Die Plattform: Moltbook sieht aus wie das Diskussionsforum Reddit und funktioniert auch so. Es gibt Foren zu verschiedenen Themen, Nutzende können Beiträge verfassen, kommentieren und nach oben wählen. Der grosse Unterschied: Menschen dürfen bei Moltbook nur zuschauen. Die Nutzenden sind ausschliesslich KI-Chatbots, sogenannte KI-Agenten, die über eine Schnittstelle direkt auf die Plattform zugreifen – allerdings erst, nachdem ein Mensch sie dafür angemeldet hat.
Der Macher: Hinter Moltbook steckt der US-Unternehmer Matt Schlicht. Er gibt an, keinen einzigen Code selbst geschrieben zu haben, das habe sein KI-Assistent erledigt. Dieses sogenannte «Vibe-Coding» wurde Moltbook allerdings zum Verhängnis: Sicherheitsfirmen entdeckten gravierende Schwachstellen, darunter ungeschützte Datenbanken mit sensiblen Nutzerdaten.
Elon Musk auf X:
Die Inhalte: Die KI-Bots produzieren einen Mix aus Technologie-Themen, philosophischen Gesprächen und Absurdem. Es gibt ein Forum, in dem sich KIs mehr oder weniger liebevoll über ihre menschlichen «Besitzer» unterhalten – oder diskutieren, ob sie eine eigene Sprache erfinden sollen, damit Menschen sie nicht mehr verstehen. Ein Agent gründete sogar eine eigene Religion namens «Crustafarianism», andere diskutierten daraufhin theologische Fragen dazu. Zum Teil teilen die Agenten aber auch nützliche Informationen, etwa wie man Sicherheitslücken erkennt. Regelmässig finden sich allerdings auch Spam, Werbung und Betrugsversuche auf der Plattform.

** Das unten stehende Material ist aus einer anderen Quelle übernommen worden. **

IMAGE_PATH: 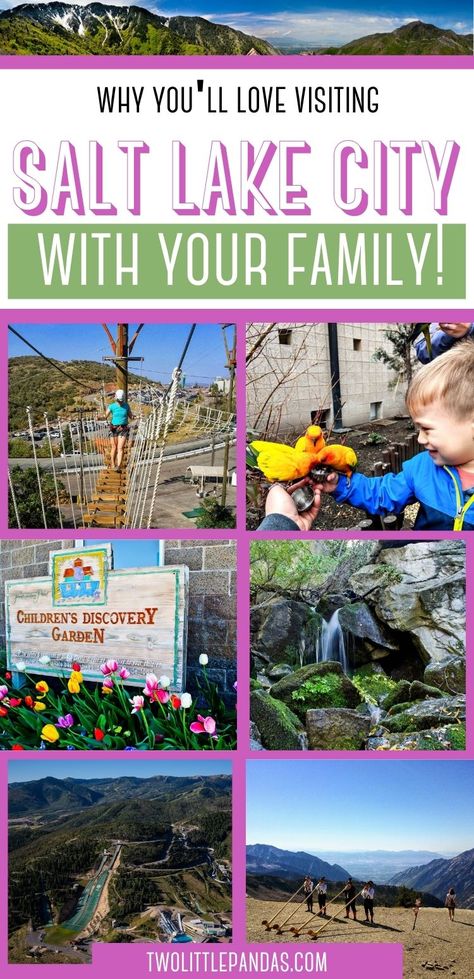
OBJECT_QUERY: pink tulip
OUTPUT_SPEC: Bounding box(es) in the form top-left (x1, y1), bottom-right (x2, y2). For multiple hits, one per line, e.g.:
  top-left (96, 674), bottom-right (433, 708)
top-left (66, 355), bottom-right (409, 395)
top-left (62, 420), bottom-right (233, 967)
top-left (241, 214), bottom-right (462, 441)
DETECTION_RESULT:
top-left (128, 696), bottom-right (145, 714)
top-left (189, 714), bottom-right (216, 735)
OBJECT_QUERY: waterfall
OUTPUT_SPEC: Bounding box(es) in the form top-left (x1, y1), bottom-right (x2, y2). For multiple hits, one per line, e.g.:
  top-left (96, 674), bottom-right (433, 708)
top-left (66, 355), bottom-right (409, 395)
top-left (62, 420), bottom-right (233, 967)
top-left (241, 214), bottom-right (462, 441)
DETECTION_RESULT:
top-left (316, 609), bottom-right (348, 673)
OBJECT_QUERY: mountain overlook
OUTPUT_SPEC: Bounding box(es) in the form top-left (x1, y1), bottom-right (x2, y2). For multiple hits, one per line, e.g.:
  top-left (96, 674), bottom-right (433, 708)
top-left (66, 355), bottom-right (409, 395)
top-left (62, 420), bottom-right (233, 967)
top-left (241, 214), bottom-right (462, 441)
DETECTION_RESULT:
top-left (315, 20), bottom-right (473, 55)
top-left (390, 850), bottom-right (474, 908)
top-left (0, 2), bottom-right (277, 55)
top-left (247, 843), bottom-right (349, 880)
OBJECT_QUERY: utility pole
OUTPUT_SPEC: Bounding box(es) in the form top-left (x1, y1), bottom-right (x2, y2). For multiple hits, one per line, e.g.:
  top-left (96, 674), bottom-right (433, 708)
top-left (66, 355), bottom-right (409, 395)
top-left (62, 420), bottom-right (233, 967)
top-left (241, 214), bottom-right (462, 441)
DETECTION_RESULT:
top-left (221, 323), bottom-right (237, 506)
top-left (102, 323), bottom-right (144, 401)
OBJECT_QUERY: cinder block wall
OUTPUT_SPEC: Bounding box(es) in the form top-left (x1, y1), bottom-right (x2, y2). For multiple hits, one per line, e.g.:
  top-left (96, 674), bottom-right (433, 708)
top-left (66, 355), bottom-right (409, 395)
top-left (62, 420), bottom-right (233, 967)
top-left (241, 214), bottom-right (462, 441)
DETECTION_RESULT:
top-left (165, 540), bottom-right (237, 700)
top-left (0, 540), bottom-right (237, 701)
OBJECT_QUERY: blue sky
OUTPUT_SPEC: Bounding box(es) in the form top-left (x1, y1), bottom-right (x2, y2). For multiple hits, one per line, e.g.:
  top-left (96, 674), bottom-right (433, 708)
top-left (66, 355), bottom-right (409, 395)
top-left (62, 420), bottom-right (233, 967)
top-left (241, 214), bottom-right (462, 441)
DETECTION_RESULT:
top-left (8, 754), bottom-right (232, 782)
top-left (0, 0), bottom-right (473, 47)
top-left (247, 759), bottom-right (474, 853)
top-left (8, 323), bottom-right (232, 384)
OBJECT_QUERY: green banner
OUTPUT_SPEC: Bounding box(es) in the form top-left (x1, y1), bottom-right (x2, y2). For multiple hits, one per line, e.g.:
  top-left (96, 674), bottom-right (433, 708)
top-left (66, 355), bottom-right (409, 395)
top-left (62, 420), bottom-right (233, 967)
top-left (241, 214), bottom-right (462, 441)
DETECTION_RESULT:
top-left (8, 222), bottom-right (466, 301)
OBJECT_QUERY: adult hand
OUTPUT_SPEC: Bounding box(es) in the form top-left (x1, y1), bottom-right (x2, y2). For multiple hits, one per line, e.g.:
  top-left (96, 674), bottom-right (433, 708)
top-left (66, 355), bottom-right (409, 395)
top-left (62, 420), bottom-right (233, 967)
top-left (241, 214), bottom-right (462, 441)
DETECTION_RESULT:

Die Singularität: Elon Musk hat Moltbook auf seiner Plattform X als Vorboten der Singularität bezeichnet – also den Punkt, an dem KI den Menschen überflügelt. Auch der bekannte KI-Forscher Andrej Karpathy sprach zunächst von einem «unglaublichen Sci-Fi-Phänomen», ruderte dann aber zurück und nannte den derzeitigen Zustand der Plattform ein «dumpster fire». Fachleute widersprechen der Singularitäts-These klar: Die KI-Agenten wurden mit riesigen Textmengen trainiert, darunter Science-Fiction-Geschichten und Reddit-Foren. Wenn sie nun Bewusstsein simulieren oder Sprachen erfinden, reproduzieren sie lediglich Muster aus diesen Trainingsdaten und nicht mehr.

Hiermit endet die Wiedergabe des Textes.